Imagine putting on a virtual reality headset and entering a world where you can explore communities, like Missoula Montana, except your character, and everyone you interact with, speaks Salish, Cheyenne or Blackfoot. Imagine having a device like Amazon’s Alexa that understands and speaks exclusively in Indigenous languages. Michael Running Wolf, a Northern Cheyenne man who is earning his Ph.D. in computer science, wants to make his Artificial Intelligence as a tool for language dreams a reality. Running Wolf grew up near the Northern Cheyenne Reservation. He spent most of his childhood living without electricity. Running Wolf can speak some Cheyenne, but he wants Indigenous language learning to be more accessible, immersive and engaging.

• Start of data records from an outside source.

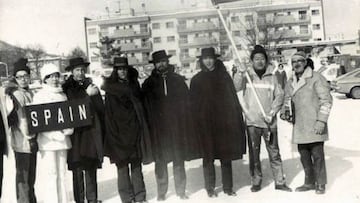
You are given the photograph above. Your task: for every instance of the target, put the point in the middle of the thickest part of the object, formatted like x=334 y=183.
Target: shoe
x=230 y=192
x=211 y=193
x=283 y=187
x=255 y=188
x=184 y=197
x=161 y=198
x=305 y=187
x=320 y=189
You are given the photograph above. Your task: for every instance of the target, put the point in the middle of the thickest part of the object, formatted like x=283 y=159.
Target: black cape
x=217 y=114
x=169 y=117
x=127 y=134
x=87 y=141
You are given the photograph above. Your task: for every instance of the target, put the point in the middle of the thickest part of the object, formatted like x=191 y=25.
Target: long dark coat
x=217 y=114
x=87 y=142
x=169 y=117
x=127 y=134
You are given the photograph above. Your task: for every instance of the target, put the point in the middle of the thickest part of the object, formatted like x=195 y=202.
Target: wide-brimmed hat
x=120 y=62
x=49 y=69
x=158 y=55
x=258 y=49
x=20 y=65
x=75 y=62
x=210 y=51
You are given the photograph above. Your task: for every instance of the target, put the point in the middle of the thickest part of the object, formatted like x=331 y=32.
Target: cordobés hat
x=210 y=51
x=20 y=65
x=49 y=69
x=258 y=49
x=74 y=62
x=120 y=62
x=158 y=55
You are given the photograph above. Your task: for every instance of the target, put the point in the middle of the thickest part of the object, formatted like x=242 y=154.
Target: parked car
x=348 y=84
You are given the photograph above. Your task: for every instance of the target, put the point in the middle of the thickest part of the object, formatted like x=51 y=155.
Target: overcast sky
x=58 y=24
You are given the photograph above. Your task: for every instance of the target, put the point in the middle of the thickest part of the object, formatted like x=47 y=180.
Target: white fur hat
x=49 y=69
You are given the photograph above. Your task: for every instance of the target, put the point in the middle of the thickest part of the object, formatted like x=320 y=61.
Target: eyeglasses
x=298 y=61
x=22 y=77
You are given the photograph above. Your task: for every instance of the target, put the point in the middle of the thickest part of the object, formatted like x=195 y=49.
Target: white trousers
x=55 y=163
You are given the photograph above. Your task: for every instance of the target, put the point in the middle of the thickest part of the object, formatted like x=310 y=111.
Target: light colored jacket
x=312 y=102
x=52 y=140
x=20 y=133
x=269 y=92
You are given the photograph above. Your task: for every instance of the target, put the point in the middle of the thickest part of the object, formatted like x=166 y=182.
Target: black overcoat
x=87 y=142
x=127 y=134
x=168 y=113
x=217 y=114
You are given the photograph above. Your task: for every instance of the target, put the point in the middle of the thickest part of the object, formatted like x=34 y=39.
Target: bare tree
x=76 y=52
x=36 y=52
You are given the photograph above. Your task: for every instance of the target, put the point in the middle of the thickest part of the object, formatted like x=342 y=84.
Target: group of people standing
x=164 y=121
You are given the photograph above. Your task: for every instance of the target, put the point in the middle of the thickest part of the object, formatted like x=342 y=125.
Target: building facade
x=183 y=32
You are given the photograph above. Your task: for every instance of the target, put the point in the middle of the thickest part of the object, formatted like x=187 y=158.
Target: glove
x=319 y=127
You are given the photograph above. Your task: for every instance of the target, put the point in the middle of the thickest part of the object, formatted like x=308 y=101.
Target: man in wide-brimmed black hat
x=218 y=120
x=166 y=102
x=86 y=154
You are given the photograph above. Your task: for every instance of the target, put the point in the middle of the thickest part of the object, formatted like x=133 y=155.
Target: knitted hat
x=48 y=69
x=258 y=49
x=21 y=65
x=300 y=53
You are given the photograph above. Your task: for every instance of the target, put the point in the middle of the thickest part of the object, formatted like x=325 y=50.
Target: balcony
x=135 y=61
x=197 y=27
x=290 y=34
x=284 y=20
x=185 y=58
x=132 y=47
x=199 y=42
x=129 y=33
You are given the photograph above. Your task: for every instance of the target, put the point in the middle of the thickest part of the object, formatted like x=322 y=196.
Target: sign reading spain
x=58 y=116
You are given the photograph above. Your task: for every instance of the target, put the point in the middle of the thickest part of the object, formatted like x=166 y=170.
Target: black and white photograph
x=145 y=101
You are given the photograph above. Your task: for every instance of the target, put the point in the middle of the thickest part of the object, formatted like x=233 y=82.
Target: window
x=171 y=38
x=236 y=33
x=93 y=44
x=316 y=26
x=169 y=24
x=92 y=31
x=172 y=52
x=94 y=58
x=156 y=26
x=235 y=19
x=304 y=29
x=157 y=39
x=315 y=12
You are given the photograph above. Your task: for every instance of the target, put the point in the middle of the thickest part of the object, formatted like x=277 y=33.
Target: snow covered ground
x=342 y=158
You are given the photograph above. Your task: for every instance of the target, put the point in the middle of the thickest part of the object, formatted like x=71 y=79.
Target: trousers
x=210 y=177
x=89 y=177
x=313 y=161
x=55 y=176
x=272 y=147
x=162 y=179
x=131 y=187
x=25 y=177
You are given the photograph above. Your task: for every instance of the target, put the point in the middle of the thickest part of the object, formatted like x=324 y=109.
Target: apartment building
x=184 y=31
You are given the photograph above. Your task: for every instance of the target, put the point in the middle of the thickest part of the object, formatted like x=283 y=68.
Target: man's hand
x=92 y=90
x=319 y=127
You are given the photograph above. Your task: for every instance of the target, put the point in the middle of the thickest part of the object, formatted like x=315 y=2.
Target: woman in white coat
x=53 y=145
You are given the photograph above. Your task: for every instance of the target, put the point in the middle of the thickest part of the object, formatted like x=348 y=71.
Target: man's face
x=259 y=61
x=79 y=73
x=162 y=65
x=209 y=62
x=122 y=72
x=298 y=64
x=22 y=78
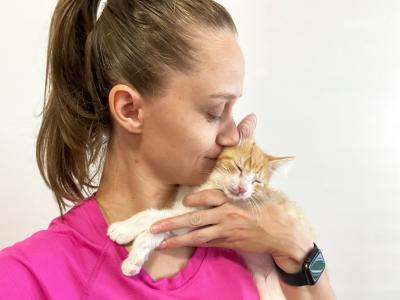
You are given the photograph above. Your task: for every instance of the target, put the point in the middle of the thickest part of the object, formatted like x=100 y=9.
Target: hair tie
x=100 y=8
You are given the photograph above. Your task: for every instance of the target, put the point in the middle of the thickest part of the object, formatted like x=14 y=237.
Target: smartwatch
x=312 y=268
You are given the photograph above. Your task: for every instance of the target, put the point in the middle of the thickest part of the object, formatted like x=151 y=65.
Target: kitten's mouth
x=238 y=197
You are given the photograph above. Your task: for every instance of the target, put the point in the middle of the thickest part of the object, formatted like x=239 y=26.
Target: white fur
x=137 y=228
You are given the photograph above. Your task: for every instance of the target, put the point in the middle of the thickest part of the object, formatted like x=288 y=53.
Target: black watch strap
x=306 y=276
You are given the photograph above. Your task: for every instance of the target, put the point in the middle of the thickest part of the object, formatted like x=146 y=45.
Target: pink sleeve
x=16 y=280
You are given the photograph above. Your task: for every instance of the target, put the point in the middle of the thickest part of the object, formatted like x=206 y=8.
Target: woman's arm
x=322 y=290
x=227 y=226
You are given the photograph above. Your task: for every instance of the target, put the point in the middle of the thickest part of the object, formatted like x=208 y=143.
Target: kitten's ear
x=283 y=163
x=247 y=126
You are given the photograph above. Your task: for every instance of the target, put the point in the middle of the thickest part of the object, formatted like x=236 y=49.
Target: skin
x=158 y=144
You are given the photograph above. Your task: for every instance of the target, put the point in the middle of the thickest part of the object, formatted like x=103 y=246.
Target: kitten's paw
x=131 y=266
x=121 y=233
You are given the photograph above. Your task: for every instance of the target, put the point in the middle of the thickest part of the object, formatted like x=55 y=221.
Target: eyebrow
x=224 y=95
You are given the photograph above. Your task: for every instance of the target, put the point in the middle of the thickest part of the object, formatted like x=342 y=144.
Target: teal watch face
x=316 y=267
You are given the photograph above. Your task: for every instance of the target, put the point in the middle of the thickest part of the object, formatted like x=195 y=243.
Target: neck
x=128 y=186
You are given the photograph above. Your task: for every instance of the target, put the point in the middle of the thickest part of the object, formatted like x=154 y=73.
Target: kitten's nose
x=239 y=190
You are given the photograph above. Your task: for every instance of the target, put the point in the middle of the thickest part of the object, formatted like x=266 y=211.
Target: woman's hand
x=226 y=225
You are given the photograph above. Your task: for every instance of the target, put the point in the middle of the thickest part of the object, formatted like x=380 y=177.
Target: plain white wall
x=323 y=78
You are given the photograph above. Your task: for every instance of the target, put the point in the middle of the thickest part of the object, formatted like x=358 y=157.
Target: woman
x=144 y=95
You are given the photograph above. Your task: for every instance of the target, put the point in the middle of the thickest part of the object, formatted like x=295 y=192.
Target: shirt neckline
x=178 y=281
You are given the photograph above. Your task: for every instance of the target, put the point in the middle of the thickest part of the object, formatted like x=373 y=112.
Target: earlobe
x=126 y=108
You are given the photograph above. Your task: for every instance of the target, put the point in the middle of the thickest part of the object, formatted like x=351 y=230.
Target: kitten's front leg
x=125 y=231
x=144 y=243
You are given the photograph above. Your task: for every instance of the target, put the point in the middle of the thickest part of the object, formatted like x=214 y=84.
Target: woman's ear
x=247 y=126
x=126 y=107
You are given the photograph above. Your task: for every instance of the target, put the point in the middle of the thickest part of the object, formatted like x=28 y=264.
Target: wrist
x=293 y=262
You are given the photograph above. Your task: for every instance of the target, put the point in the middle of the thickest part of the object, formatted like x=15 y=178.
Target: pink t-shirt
x=76 y=260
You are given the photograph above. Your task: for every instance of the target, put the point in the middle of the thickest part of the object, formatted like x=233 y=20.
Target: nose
x=239 y=190
x=229 y=134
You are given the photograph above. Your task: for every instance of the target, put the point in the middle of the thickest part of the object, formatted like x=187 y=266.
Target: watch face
x=316 y=267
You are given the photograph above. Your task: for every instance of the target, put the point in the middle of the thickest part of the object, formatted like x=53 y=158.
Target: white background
x=323 y=78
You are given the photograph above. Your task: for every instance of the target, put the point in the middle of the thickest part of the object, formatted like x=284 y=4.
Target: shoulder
x=26 y=263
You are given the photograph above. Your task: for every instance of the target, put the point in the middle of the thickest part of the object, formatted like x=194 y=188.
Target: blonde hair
x=134 y=42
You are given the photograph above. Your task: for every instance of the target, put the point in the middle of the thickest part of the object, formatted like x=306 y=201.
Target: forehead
x=220 y=73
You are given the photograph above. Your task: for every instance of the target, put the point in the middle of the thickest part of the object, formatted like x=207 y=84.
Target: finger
x=247 y=126
x=195 y=237
x=193 y=219
x=211 y=197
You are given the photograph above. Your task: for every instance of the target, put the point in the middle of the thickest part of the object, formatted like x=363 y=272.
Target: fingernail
x=155 y=228
x=162 y=245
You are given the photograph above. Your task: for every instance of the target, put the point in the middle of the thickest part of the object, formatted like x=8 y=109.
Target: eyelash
x=212 y=118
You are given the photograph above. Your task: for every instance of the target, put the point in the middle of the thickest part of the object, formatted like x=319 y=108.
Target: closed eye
x=238 y=167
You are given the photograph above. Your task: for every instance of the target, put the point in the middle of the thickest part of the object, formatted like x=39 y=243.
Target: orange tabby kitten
x=242 y=172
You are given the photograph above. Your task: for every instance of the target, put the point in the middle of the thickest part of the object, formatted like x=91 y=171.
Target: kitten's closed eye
x=239 y=168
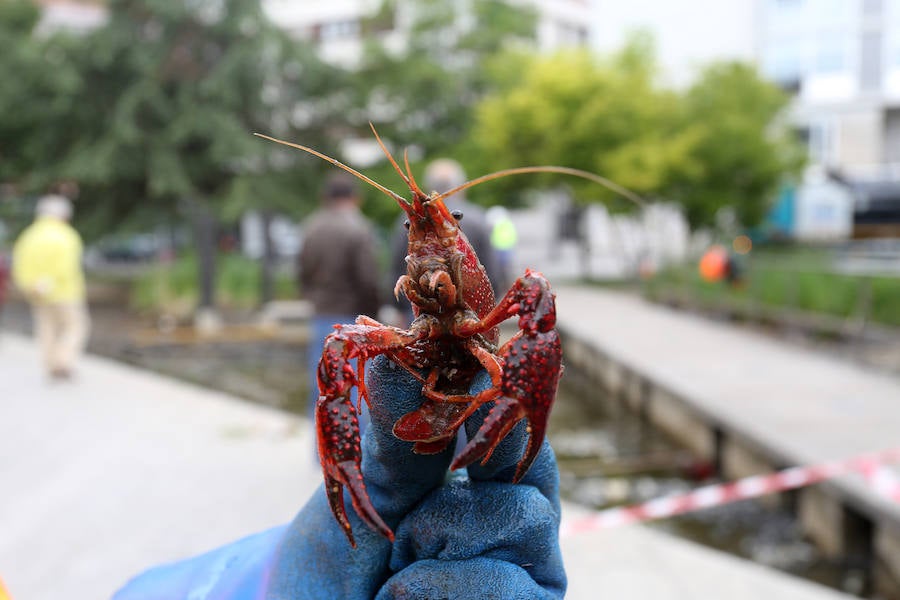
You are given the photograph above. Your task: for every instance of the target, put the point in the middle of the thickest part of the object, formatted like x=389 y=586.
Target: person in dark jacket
x=337 y=269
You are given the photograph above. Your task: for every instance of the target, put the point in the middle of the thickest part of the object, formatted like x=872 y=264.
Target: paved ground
x=123 y=469
x=801 y=406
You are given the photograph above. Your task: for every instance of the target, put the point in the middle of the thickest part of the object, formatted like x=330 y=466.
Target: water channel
x=607 y=455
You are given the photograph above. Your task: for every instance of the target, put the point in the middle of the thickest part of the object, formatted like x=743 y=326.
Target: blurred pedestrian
x=337 y=269
x=503 y=239
x=441 y=176
x=4 y=280
x=47 y=268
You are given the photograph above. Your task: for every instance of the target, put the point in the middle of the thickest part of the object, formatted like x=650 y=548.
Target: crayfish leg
x=532 y=367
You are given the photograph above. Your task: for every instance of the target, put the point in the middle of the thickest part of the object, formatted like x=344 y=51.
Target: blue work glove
x=468 y=535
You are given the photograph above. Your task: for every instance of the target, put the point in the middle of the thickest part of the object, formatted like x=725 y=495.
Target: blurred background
x=763 y=135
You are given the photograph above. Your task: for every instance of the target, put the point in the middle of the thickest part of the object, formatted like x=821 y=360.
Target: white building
x=688 y=34
x=339 y=26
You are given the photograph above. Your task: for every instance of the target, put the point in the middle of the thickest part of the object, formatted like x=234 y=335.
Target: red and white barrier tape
x=872 y=467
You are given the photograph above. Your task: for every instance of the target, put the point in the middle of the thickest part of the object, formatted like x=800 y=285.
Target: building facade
x=841 y=60
x=340 y=26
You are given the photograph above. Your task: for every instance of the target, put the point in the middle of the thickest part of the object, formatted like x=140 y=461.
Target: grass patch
x=173 y=287
x=785 y=283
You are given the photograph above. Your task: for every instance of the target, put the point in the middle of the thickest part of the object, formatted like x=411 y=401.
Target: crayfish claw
x=347 y=473
x=501 y=418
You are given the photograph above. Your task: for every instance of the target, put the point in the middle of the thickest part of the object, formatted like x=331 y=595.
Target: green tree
x=422 y=96
x=170 y=94
x=34 y=99
x=574 y=109
x=720 y=144
x=742 y=146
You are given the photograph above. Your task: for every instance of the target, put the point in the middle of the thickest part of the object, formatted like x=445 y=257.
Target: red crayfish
x=454 y=336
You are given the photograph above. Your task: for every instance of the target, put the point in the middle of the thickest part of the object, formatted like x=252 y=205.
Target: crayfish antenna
x=338 y=164
x=413 y=186
x=410 y=182
x=608 y=184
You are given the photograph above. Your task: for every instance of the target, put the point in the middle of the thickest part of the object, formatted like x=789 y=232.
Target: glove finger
x=467 y=519
x=474 y=578
x=395 y=476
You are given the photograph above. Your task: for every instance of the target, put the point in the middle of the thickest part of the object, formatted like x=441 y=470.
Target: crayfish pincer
x=452 y=338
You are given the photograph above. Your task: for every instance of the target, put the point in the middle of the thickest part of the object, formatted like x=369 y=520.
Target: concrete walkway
x=798 y=406
x=123 y=469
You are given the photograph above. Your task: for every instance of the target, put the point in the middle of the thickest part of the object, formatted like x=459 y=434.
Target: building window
x=870 y=61
x=831 y=55
x=872 y=8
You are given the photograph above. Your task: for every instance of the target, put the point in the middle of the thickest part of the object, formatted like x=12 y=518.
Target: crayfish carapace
x=453 y=337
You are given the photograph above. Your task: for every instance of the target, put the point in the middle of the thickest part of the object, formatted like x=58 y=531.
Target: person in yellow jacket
x=47 y=269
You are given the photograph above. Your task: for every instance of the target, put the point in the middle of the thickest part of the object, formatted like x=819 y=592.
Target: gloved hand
x=468 y=535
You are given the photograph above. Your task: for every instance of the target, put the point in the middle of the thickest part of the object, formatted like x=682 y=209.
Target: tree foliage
x=168 y=95
x=422 y=95
x=742 y=148
x=718 y=144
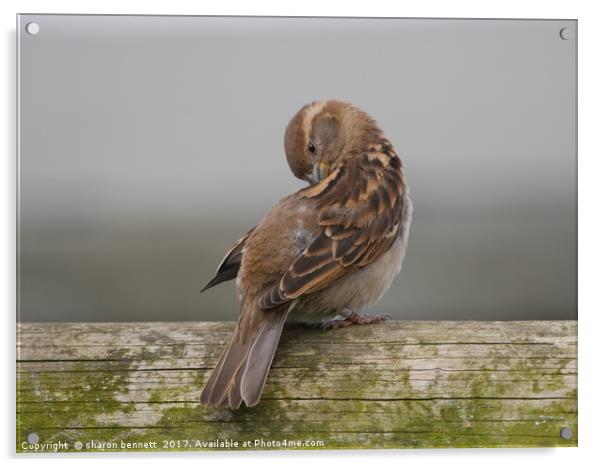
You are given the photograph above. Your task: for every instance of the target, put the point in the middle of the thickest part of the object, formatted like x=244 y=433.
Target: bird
x=321 y=254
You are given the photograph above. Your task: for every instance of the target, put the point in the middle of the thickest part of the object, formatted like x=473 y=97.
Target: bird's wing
x=361 y=205
x=228 y=268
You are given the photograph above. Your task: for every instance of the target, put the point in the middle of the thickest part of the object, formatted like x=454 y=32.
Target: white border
x=590 y=236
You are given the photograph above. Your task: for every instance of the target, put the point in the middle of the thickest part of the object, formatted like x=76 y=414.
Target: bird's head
x=321 y=134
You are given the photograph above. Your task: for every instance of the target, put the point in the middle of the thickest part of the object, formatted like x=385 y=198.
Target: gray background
x=148 y=145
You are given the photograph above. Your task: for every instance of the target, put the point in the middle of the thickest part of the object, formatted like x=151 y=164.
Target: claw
x=355 y=318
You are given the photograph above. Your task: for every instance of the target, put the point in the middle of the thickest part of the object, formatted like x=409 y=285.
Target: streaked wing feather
x=361 y=206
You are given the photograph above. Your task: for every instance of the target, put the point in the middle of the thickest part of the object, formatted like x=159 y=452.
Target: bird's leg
x=351 y=317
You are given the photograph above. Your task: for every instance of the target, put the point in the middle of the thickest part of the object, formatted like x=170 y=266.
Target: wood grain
x=393 y=385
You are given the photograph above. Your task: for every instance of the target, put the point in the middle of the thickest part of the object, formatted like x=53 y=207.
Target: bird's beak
x=319 y=173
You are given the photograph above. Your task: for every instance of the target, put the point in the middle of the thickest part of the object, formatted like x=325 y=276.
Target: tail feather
x=260 y=359
x=242 y=369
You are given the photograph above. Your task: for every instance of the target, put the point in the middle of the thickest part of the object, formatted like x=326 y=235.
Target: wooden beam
x=392 y=385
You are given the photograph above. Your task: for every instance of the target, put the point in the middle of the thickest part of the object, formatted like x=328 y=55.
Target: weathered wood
x=399 y=384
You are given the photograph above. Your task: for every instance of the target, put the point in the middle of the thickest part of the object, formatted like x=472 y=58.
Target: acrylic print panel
x=148 y=145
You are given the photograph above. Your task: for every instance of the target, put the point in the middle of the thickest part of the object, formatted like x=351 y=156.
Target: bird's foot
x=355 y=318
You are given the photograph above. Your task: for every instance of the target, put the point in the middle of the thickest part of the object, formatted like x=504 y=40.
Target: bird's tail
x=243 y=367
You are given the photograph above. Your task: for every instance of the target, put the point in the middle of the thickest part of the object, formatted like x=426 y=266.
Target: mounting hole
x=566 y=34
x=32 y=28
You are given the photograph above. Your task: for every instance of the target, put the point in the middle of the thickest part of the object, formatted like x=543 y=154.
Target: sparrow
x=321 y=254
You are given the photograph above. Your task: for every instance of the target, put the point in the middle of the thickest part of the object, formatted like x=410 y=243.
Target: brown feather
x=356 y=230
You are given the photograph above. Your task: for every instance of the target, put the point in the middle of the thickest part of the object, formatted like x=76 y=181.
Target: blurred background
x=149 y=145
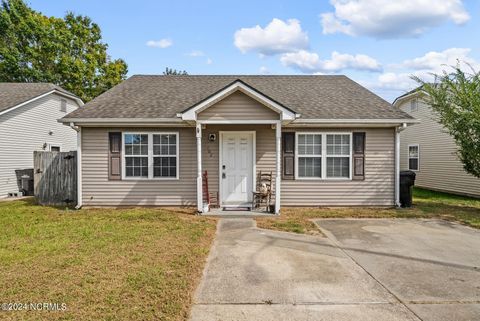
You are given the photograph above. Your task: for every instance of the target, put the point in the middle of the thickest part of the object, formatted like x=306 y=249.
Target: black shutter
x=358 y=159
x=288 y=155
x=115 y=156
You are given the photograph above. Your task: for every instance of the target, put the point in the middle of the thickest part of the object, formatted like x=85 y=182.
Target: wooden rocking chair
x=263 y=192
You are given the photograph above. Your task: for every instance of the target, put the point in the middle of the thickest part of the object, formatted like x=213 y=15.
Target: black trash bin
x=407 y=180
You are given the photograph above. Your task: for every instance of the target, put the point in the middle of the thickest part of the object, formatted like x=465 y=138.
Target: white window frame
x=150 y=156
x=324 y=156
x=414 y=105
x=418 y=157
x=62 y=102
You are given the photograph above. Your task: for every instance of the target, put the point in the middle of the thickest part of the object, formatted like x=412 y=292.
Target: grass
x=427 y=204
x=104 y=264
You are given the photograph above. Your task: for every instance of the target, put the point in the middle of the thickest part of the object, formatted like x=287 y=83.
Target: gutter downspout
x=397 y=163
x=79 y=164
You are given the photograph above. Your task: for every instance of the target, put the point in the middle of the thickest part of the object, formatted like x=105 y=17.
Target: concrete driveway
x=362 y=270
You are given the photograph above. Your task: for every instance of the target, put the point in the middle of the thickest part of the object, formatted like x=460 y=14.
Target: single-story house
x=327 y=140
x=429 y=151
x=29 y=114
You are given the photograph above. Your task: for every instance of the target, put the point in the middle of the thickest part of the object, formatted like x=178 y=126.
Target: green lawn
x=427 y=204
x=105 y=264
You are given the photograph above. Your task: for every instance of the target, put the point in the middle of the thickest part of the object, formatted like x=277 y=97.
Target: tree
x=455 y=98
x=68 y=52
x=171 y=71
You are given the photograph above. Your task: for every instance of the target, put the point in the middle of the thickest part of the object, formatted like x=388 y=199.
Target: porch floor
x=231 y=213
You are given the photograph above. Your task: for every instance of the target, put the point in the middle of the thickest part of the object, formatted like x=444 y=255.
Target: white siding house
x=28 y=123
x=430 y=151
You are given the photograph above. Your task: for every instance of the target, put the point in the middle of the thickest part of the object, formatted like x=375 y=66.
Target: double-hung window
x=324 y=155
x=338 y=155
x=309 y=155
x=150 y=155
x=413 y=157
x=165 y=155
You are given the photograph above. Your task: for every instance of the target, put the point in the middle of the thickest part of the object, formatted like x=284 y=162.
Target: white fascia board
x=26 y=102
x=191 y=114
x=120 y=120
x=354 y=121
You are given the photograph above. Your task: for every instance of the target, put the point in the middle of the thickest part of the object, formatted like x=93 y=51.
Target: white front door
x=236 y=168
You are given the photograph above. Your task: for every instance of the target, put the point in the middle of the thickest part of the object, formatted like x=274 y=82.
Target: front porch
x=233 y=155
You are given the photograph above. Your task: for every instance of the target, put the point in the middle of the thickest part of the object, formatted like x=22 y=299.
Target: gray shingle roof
x=13 y=93
x=314 y=97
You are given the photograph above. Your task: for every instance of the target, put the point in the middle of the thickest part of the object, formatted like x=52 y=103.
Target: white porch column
x=397 y=167
x=278 y=176
x=199 y=168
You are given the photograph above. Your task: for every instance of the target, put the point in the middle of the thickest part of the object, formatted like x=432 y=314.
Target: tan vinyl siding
x=98 y=190
x=238 y=106
x=265 y=150
x=439 y=167
x=376 y=190
x=26 y=129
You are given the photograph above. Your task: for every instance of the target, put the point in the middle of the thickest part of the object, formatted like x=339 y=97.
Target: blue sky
x=378 y=43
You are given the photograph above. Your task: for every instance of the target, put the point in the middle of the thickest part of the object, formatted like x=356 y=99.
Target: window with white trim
x=323 y=155
x=413 y=157
x=310 y=155
x=164 y=155
x=63 y=105
x=414 y=104
x=150 y=155
x=338 y=155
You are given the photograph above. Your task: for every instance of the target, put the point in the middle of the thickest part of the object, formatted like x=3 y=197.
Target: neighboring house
x=430 y=151
x=29 y=114
x=148 y=140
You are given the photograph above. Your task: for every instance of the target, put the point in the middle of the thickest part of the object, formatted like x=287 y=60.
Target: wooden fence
x=55 y=178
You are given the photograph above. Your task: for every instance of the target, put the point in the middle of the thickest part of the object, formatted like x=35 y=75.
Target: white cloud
x=435 y=61
x=398 y=77
x=196 y=53
x=162 y=43
x=277 y=37
x=310 y=62
x=391 y=19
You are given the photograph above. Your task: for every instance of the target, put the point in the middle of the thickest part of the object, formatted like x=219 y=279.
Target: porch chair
x=263 y=191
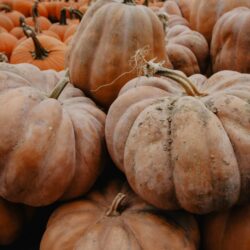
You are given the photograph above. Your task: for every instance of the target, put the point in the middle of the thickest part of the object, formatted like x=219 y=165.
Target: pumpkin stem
x=40 y=53
x=35 y=15
x=132 y=2
x=157 y=68
x=63 y=17
x=164 y=20
x=78 y=14
x=60 y=86
x=113 y=210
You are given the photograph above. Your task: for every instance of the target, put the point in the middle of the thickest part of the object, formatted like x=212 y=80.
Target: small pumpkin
x=44 y=51
x=93 y=65
x=50 y=148
x=113 y=217
x=227 y=230
x=184 y=144
x=231 y=41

As we continue to report. Three decades after a law passed by Congress, recognizing the unequal treatment of Native American remains and a process for tribes to request their return from museums and other institutions that have them -many remains have not been returned. The law, known as the Native American Graves Protection and Repatriation Act or NAGPRA, sought to address this human rights issue by giving Indigenous peoples a way to reclaim their dead. But 33 years after the law’s passage, at least half of the remains of more than 210,000 Native Americans have yet to be returned. Tribes have struggled to reclaim them in part because of a lack of federal funding for repatriation and because institutions face little to no consequences for violating the law or dragging their feet.
Those are your headlines at this hour. I’m Colette Keith in the KIPI News center.